Because the cause of neurasthenia was unclear, several different aspects of society were blamed. One of these was "overwork of the mind." This is one of the reasons it was thought that neurasthenia was more common in cities than rural towns. Workers who did manual labor on farms were not thought to be at risk, as their jobs supposedly did not use as much "brain power" and they received a good amount of exercise. People in cities, however, were thought to be more likely to do work that depleted their "nervous energy" and were thus considered the perfect victims of neurasthenia. Competitive education was thought to be a public health threat because it encouraged a “sedentary lifestyle” and the use of more “mental energy.” There were gendered aspects to the theories about neurasthenia's cause. For example, Dr. Cyrus Edson theorized that "active American life wore on the nerves of women more than on those of men, because women usually exercised less, suffered the strain of childbirth, and generally had more highly wrought nervous systems." There were also racist ideas regarding who was susceptible to neurasthenia. Beard believed that Native Americans and Black Americans were not susceptible because they “lived in ignorance" and were more "primitive," making them less likely to overthink. The ways ideas about race, gender, and class influenced the diagnosis of Neurasthenia are a reminder that people in medicine hold prejudiced views that impact their work as healthcare professionals, something we should all still be concerned about today.
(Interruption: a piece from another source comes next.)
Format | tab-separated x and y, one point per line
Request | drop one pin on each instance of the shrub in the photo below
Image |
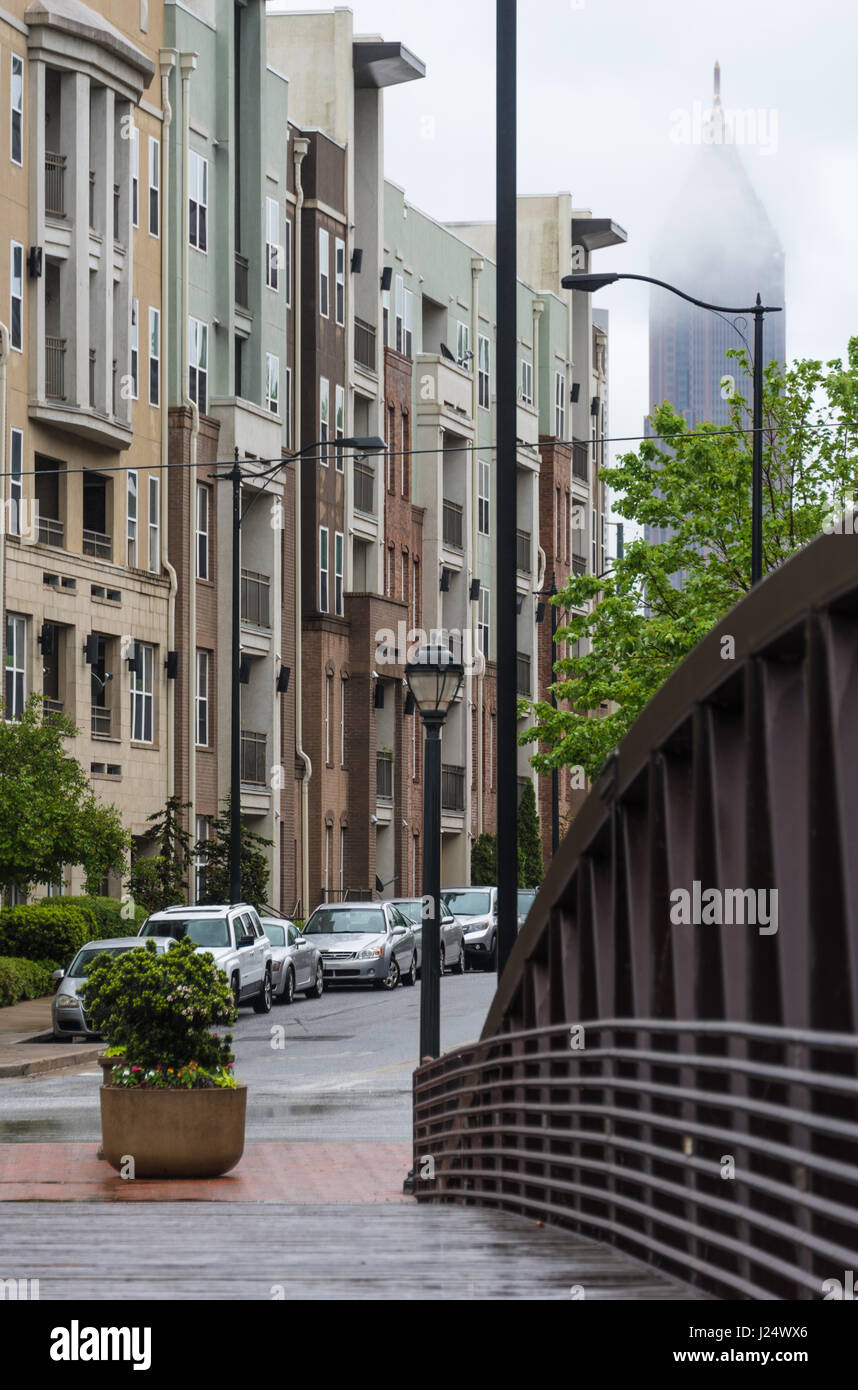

While different people have different theories about what neurasthenia really was, and many believe it was caused by anxiety or depression rather than a physical illness, I tend to agree with those who believe many cases were what we now call Fibromyalgia, ME/CFS (also called chronic fatigue syndrome), or a similar chronic illness. For my project, I looked at old newspapers, and I found many parallels between the rhetoric surrounding neurasthenia and the rhetoric about fibromyalgia and ME/CFS. I will look at these more in future posts.
Other Neurasthenia-related topics I'd like to cover here in the future:
How Christian Science, "The Mind Cure," and psychology killed this diagnosis
How ableist views about Neurasthenic patients resemble ableist views about people with chronic illnesses today
Narratives of patients with Neurasthenia
What newspapers said about Neurasthenia patients
Sources
Schaffner, A. K. (2016). Exhaustion: A history. Columbia University Press.
Schuster, D. G. (2011). Neurasthenic Nation: America's search for Health, happiness, and comfort, 1869-1920. Rutgers University Press.